Genetic variability in local and imported germplasm chicken populations as revealed by analyzing runs of homozygosity

Simple Summary

To maintain the uniqueness of conserved chicken populations of local and imported breeds is of great importance. In this study, we genotyped small populations belonging to 14 breeds and 7 crossbreds using an Illumina Chicken 60K SNP (Single Nucleotide Polymorphisms) BeadChip and looked for appropriate methods to characterize their purity/variability. It was not straightforward to identify crossbred individuals, and the best approach was based on calculating the length and number of homozygous regions, or runs of homozygosity (ROH), in the populations studied.
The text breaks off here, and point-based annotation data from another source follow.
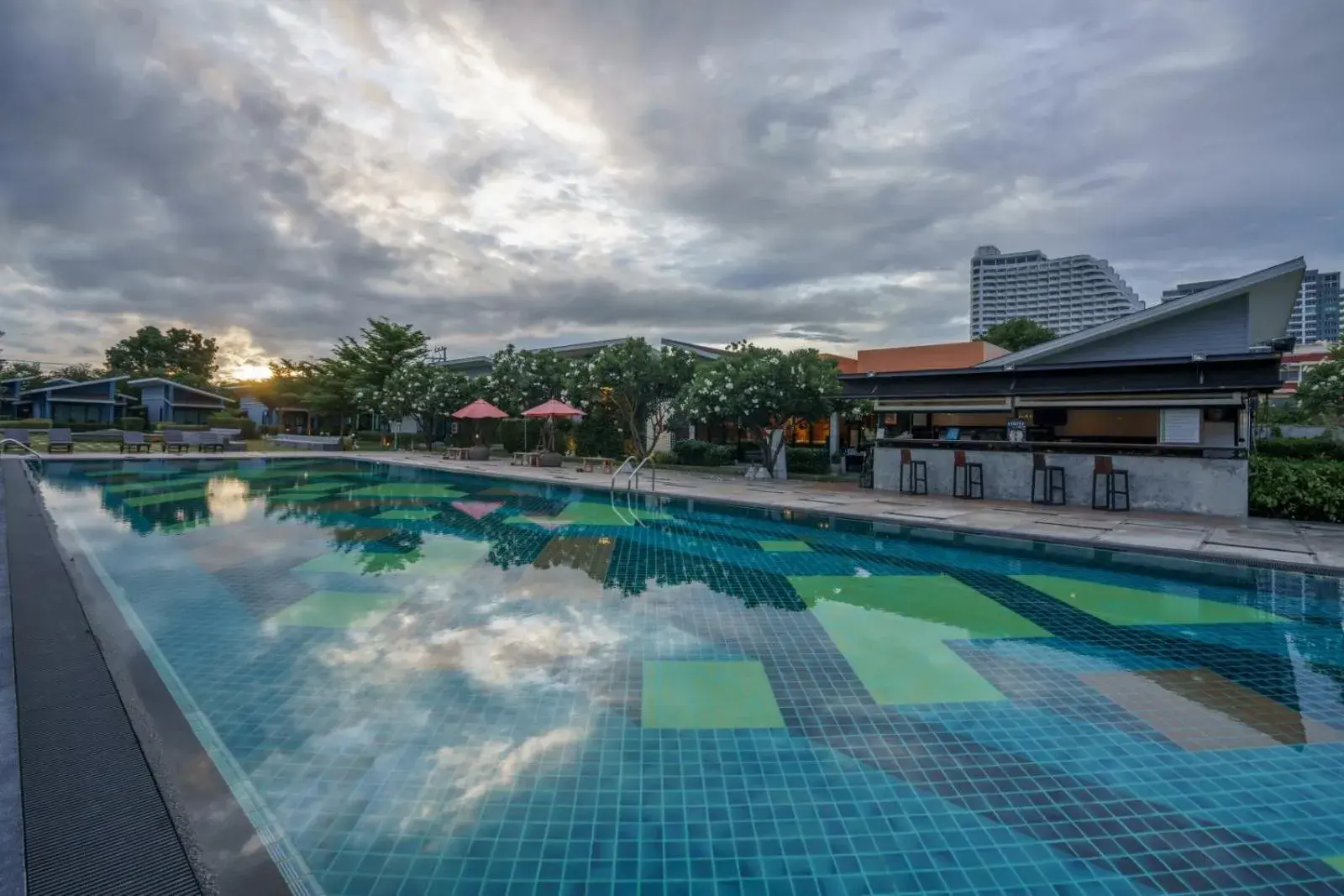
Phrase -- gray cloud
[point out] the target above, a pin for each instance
(588, 168)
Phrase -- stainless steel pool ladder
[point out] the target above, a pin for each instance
(6, 443)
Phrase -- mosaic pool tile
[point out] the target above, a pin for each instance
(707, 694)
(1200, 710)
(784, 546)
(339, 610)
(412, 515)
(902, 660)
(476, 714)
(407, 490)
(165, 497)
(933, 598)
(1132, 606)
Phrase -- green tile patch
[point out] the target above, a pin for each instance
(167, 497)
(338, 610)
(407, 490)
(709, 694)
(933, 598)
(591, 513)
(407, 515)
(900, 660)
(1136, 607)
(785, 547)
(437, 557)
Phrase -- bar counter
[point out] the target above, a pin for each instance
(1162, 477)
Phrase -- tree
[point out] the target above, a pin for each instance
(1321, 390)
(522, 379)
(78, 372)
(425, 392)
(764, 390)
(181, 355)
(1016, 335)
(381, 349)
(638, 383)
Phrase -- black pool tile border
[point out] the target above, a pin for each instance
(118, 794)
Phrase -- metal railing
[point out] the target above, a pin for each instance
(6, 443)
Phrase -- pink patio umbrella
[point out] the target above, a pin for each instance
(479, 410)
(550, 411)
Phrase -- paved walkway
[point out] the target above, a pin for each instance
(1316, 544)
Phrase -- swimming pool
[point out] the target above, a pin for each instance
(423, 683)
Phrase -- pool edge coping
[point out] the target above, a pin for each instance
(161, 727)
(1173, 553)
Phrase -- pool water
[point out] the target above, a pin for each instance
(423, 683)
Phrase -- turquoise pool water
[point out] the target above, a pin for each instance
(420, 683)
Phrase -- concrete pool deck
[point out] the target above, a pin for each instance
(1308, 546)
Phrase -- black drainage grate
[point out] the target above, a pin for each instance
(94, 821)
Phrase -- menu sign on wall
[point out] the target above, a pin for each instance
(1180, 425)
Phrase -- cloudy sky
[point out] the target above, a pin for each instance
(275, 170)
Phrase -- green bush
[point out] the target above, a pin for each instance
(234, 422)
(600, 436)
(696, 453)
(1294, 490)
(1317, 449)
(808, 459)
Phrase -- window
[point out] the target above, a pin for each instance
(76, 412)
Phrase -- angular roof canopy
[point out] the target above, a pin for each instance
(147, 380)
(1270, 295)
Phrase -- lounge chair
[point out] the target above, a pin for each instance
(210, 443)
(134, 443)
(22, 437)
(62, 439)
(175, 441)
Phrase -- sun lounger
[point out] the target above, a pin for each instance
(60, 441)
(175, 441)
(213, 443)
(134, 443)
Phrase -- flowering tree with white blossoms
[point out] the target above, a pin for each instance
(638, 383)
(421, 391)
(763, 390)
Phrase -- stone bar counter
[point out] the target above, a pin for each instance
(1162, 479)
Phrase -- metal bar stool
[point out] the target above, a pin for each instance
(1117, 484)
(1052, 481)
(918, 474)
(972, 477)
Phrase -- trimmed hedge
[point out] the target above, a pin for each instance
(806, 459)
(234, 422)
(696, 453)
(1296, 490)
(1317, 449)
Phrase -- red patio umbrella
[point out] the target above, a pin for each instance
(550, 411)
(479, 410)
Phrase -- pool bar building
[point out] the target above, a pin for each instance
(1167, 396)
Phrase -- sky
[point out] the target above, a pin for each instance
(806, 172)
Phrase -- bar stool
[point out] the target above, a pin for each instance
(972, 477)
(1117, 484)
(918, 474)
(1052, 481)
The latter enabled most accurate identification of crossbreds and can be served as an effective tool in testing genome-wide purity of chicken breeds.

Abstract

Preserving breed uniqueness and purity is vitally important in developing conservation/breeding programs for a germplasm collection of rare and endangered chicken breeds. The present study was aimed at analyzing SNP genetic variability of 21 small local and imported purebred and F1 crossbred populations and identifying crossbreeding events via whole-genome evaluation of runs of homozygosity (ROH). The admixture models more efficiently reflected population structure, pinpointing crossbreeding events in the presence of ancestral populations but not in their absence. Multidimensional scaling and FST-based analyses did not discriminate properly between purebred populations and F1 crossbreds, especially when comparing related breeds. When applying the ROH-based approach, more and longer ROHs were revealed in purebred individuals/populations, suggesting this as an effective implement in genome-wide analysis of germplasm breed purity.